The Japanese aesthetic and philosophical concept of Wabi-Sabi — the celebration of transience, imperfection, and authenticity — could not be further from the data-trained precision of AI.
The appreciation of beauty – of humanness that is “imperfect, impermanent, and incomplete”. Cracks are what make humans unique.
In a world surging forward on the back of artificial intelligence and algorithmic efficiency, there’s a quiet, powerful truth we are at risk of forgetting: our value as humans lies in our imperfections. And that’s precisely why it matters now more than ever.
AI is designed to be consistent, predictable, and homogenized. It learns from massive datasets, repeats patterns, and optimizes for accuracy and efficiency. That might be useful for sorting logistics or managing energy grids.

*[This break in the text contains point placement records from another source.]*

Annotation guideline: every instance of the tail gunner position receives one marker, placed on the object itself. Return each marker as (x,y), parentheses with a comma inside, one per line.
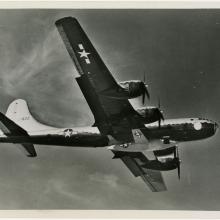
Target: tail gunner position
(129,133)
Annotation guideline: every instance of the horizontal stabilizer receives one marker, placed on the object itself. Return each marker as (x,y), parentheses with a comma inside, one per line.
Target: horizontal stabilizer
(29,150)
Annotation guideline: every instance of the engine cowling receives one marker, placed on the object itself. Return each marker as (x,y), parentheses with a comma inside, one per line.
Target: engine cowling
(166,159)
(134,88)
(150,114)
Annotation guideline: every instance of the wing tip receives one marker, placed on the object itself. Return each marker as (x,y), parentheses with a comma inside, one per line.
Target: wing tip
(65,19)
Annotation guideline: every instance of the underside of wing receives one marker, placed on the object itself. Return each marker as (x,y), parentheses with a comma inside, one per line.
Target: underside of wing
(11,129)
(135,161)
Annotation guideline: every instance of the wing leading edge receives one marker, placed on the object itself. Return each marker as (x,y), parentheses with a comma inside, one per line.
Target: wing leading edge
(134,162)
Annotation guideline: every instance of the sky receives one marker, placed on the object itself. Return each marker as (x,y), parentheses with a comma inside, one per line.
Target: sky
(178,50)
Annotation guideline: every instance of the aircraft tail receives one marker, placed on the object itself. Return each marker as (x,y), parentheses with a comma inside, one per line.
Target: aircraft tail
(19,113)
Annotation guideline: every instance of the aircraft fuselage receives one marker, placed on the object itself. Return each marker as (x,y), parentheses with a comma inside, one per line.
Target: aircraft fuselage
(171,130)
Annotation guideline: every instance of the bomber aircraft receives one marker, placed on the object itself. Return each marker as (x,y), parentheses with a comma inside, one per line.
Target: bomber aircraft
(131,134)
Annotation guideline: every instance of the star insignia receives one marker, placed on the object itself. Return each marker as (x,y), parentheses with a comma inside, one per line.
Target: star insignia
(68,132)
(138,134)
(83,53)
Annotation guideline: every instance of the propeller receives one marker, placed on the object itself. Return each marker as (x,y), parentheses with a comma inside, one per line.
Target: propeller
(178,162)
(159,114)
(144,90)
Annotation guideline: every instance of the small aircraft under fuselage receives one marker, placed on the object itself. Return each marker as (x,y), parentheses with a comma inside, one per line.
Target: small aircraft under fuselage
(129,133)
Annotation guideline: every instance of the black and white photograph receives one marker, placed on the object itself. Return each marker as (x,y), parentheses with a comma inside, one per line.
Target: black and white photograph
(110,109)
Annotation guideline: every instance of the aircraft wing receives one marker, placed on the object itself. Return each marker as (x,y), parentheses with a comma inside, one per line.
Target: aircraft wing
(11,129)
(112,116)
(134,162)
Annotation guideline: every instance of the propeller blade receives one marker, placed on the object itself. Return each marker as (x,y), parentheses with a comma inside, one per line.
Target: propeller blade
(178,163)
(146,91)
(178,169)
(143,98)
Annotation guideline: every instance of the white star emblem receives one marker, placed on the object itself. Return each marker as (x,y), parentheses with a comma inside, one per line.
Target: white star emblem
(68,132)
(83,53)
(138,134)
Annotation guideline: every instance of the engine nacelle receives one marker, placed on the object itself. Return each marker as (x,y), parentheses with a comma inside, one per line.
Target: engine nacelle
(149,114)
(165,160)
(133,88)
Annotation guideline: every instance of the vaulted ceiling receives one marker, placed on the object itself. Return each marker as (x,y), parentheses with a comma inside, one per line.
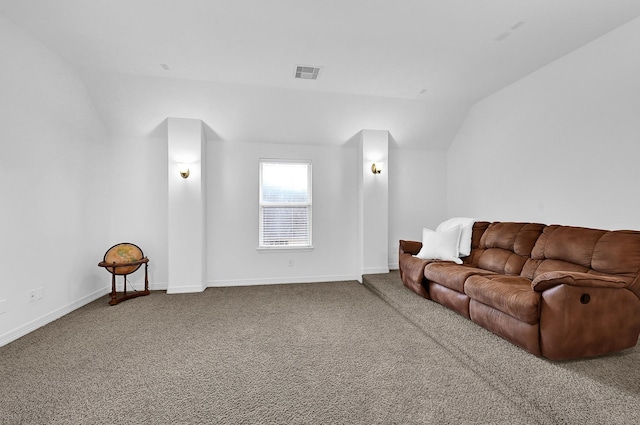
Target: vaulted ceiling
(413,67)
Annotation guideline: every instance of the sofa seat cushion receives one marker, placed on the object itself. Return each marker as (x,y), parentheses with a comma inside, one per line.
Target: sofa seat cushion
(509,294)
(451,275)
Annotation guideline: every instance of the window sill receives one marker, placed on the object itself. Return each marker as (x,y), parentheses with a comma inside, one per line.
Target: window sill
(284,248)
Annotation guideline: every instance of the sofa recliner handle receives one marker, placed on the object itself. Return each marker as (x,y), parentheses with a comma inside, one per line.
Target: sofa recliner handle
(550,279)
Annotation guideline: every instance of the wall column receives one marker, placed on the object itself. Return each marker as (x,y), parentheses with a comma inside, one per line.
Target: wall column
(187,230)
(373,190)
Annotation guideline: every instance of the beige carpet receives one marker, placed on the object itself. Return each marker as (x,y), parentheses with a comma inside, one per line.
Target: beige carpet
(322,353)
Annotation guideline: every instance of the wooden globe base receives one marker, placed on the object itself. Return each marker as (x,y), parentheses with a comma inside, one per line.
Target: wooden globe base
(121,260)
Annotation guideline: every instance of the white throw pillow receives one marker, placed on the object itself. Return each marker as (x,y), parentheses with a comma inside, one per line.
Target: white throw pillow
(440,245)
(466,224)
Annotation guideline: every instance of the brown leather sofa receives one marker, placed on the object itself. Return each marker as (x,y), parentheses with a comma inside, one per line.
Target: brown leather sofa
(559,292)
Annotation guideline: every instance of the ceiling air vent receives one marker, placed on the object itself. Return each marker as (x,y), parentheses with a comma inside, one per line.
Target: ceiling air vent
(307,72)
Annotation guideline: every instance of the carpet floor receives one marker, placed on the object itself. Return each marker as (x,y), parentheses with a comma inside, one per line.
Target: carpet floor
(321,353)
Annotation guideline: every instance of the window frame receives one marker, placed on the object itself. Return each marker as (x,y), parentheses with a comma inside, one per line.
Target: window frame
(308,205)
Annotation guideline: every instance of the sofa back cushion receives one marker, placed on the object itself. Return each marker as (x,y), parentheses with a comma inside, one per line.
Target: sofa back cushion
(506,247)
(602,252)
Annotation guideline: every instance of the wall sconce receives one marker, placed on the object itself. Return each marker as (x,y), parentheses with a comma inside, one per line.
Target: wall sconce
(184,170)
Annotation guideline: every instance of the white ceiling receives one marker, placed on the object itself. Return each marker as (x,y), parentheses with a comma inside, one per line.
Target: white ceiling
(428,52)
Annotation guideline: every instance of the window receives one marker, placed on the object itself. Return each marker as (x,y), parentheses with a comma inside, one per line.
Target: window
(285,204)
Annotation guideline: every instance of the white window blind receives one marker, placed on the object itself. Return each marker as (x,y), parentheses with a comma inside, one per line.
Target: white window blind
(285,204)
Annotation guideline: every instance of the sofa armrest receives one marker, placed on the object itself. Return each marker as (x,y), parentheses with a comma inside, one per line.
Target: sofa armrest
(410,247)
(550,279)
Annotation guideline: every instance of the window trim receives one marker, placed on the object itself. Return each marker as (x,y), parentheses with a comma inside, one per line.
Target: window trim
(308,205)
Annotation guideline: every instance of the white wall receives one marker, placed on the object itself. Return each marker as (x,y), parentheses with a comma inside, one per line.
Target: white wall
(417,195)
(53,163)
(559,146)
(233,215)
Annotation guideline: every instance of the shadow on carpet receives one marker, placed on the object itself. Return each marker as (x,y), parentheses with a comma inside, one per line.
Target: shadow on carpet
(600,390)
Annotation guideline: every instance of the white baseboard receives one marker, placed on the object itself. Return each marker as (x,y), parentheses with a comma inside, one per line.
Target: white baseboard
(279,280)
(186,289)
(50,317)
(375,270)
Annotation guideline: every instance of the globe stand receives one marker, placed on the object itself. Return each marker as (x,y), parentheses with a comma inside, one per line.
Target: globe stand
(121,260)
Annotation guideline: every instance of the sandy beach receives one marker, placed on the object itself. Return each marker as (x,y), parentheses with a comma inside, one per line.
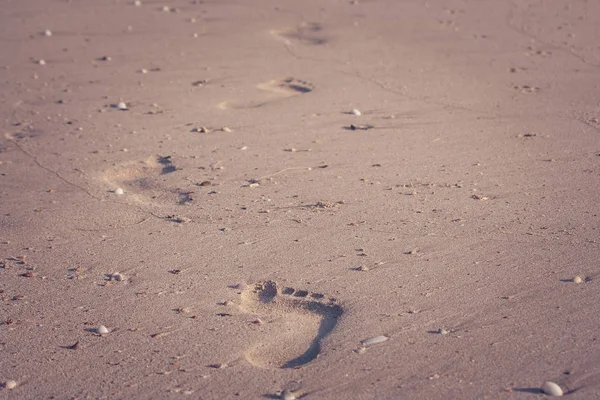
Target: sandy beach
(334,199)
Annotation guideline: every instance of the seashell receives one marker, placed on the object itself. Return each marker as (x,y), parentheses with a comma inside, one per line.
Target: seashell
(10,384)
(551,389)
(287,395)
(374,340)
(101,330)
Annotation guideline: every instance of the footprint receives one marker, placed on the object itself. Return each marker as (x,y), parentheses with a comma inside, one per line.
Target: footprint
(295,322)
(277,89)
(144,181)
(307,33)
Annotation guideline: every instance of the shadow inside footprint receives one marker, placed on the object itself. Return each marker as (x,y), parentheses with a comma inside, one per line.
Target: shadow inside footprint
(300,322)
(272,91)
(308,33)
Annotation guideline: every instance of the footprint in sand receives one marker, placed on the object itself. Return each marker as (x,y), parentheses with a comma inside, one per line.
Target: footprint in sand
(307,33)
(277,89)
(294,323)
(145,181)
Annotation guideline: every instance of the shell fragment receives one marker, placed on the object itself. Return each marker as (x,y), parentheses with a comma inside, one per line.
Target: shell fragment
(374,340)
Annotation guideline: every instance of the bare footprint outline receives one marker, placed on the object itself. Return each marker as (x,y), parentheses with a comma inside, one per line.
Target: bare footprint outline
(309,317)
(276,90)
(142,181)
(308,33)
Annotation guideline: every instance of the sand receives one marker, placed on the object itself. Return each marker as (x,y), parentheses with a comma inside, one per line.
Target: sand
(191,175)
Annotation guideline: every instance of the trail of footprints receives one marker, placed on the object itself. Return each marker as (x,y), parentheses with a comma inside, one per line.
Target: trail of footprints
(307,33)
(295,322)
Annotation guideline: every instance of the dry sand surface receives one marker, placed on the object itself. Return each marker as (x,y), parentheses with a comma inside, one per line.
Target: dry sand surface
(320,199)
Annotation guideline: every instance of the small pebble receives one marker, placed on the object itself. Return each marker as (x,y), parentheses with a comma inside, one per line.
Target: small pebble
(10,384)
(117,276)
(374,340)
(101,330)
(551,389)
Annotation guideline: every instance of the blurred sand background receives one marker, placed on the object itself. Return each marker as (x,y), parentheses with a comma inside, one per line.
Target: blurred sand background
(264,229)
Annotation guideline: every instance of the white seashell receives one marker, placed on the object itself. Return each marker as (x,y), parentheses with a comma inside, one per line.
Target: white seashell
(101,330)
(374,340)
(10,384)
(551,389)
(287,395)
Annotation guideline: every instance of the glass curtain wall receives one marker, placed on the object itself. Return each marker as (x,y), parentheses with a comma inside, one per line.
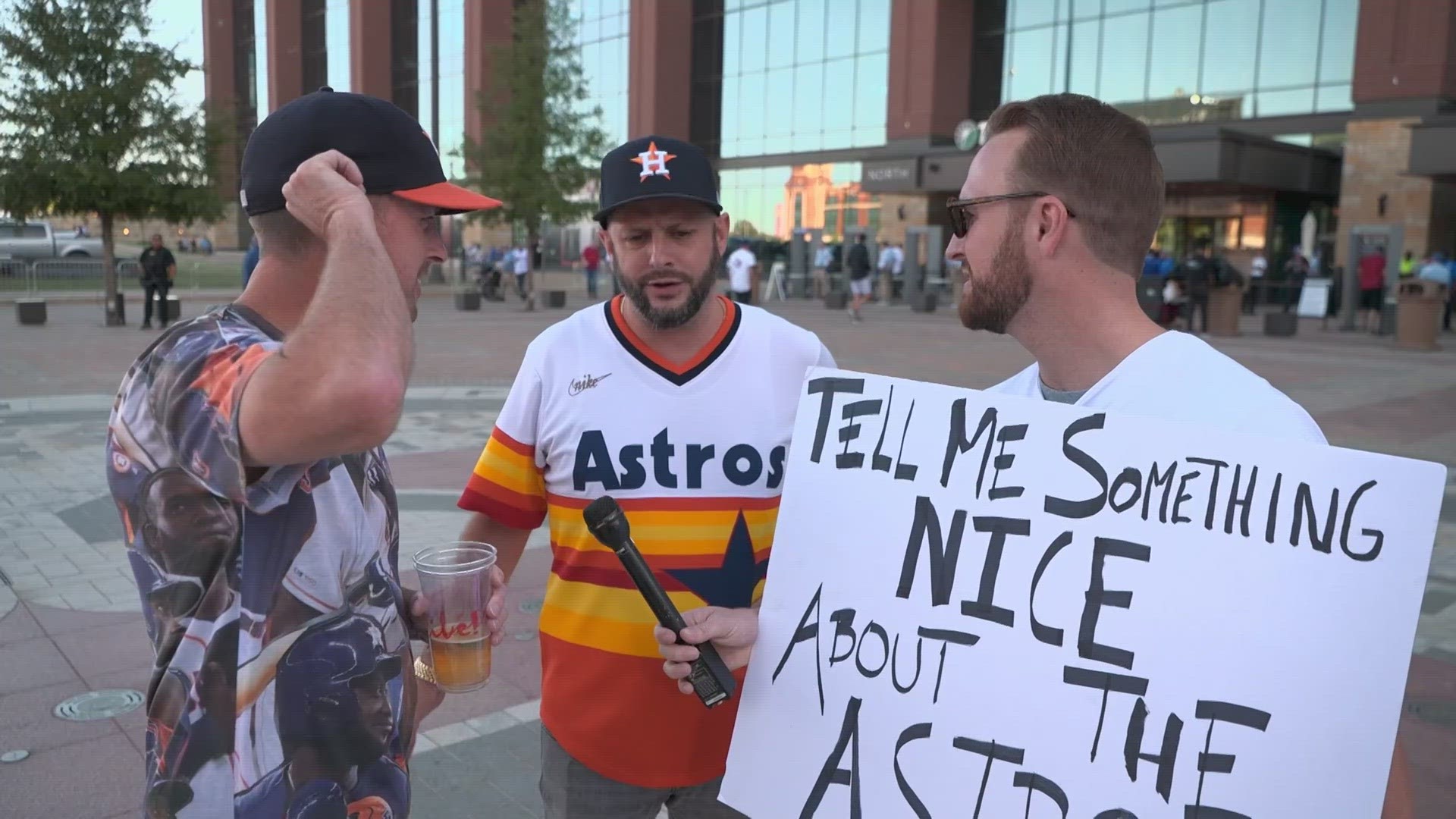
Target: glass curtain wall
(452,80)
(804,74)
(601,39)
(1185,60)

But when it comes to storytelling, leadership, empathy, social policy — even public trust — humanity matters.
Our pauses, our contradictions, our learned behaviours and cultural quirks — “warts and all” — make us who we are.
Consider this: a refugee mother navigating a new country’s social housing system, or a farmer impacted by both floods and carbon markets. Their experiences, and how they express them, form the heart of public discourse. Their anger, humour, accent, and body language — not just their words — communicate volumes. These are not outputs that a machine can replicate. Nor should it try.
This matters deeply when we talk about ESG — environmental, social, and governance frameworks — and how governments issue economic relief, allocate climate adaptation funding, or measure community “resilience.” Social licence — that elusive trust between government, industry, and people — doesn’t come from automated reports or generative content. It’s built from conversations, histories, failures, and repairs. From sitting across the table with someone who’s been through it, and still shows up.
And yet, we’re seeing a rising tide of machine-generated messaging infiltrate media releases, corporate comms, and even community engagement. The risk? That everything starts to sound the same. Polished. Vague. Sanitised. That unique voices — from First Nations Elders to Vietnamese grandmothers to climate-stricken coastal youth — are flattened into AI-friendly generalities. In the name of “neutrality,” we lose nuance. In the name of “efficiency,” we lose empathy.
The philosophy of Wabi-Sabi reminds us that beauty is found in the cracked tea bowl, the faded photograph, the unpolished sentence.
In the same way, social cohesion is built not from perfection, but from vulnerability and shared experience. As we embrace new technologies in policy-making, urban design, and economic modelling, we must also preserve the human voice — diverse, irregular, and real.
Let AI assist. Let it crunch the numbers and map the flood zones. But let humans — in all our complex, contradictory individualism— tell the story. Form the policy. Build the trust. Because in a time of climate upheaval, economic shifts, and social fragmentation, what we need most isn’t uniform answers. It’s deeply human responses from deep human connection and experiences.
And that — not machine logic — is how we move forward.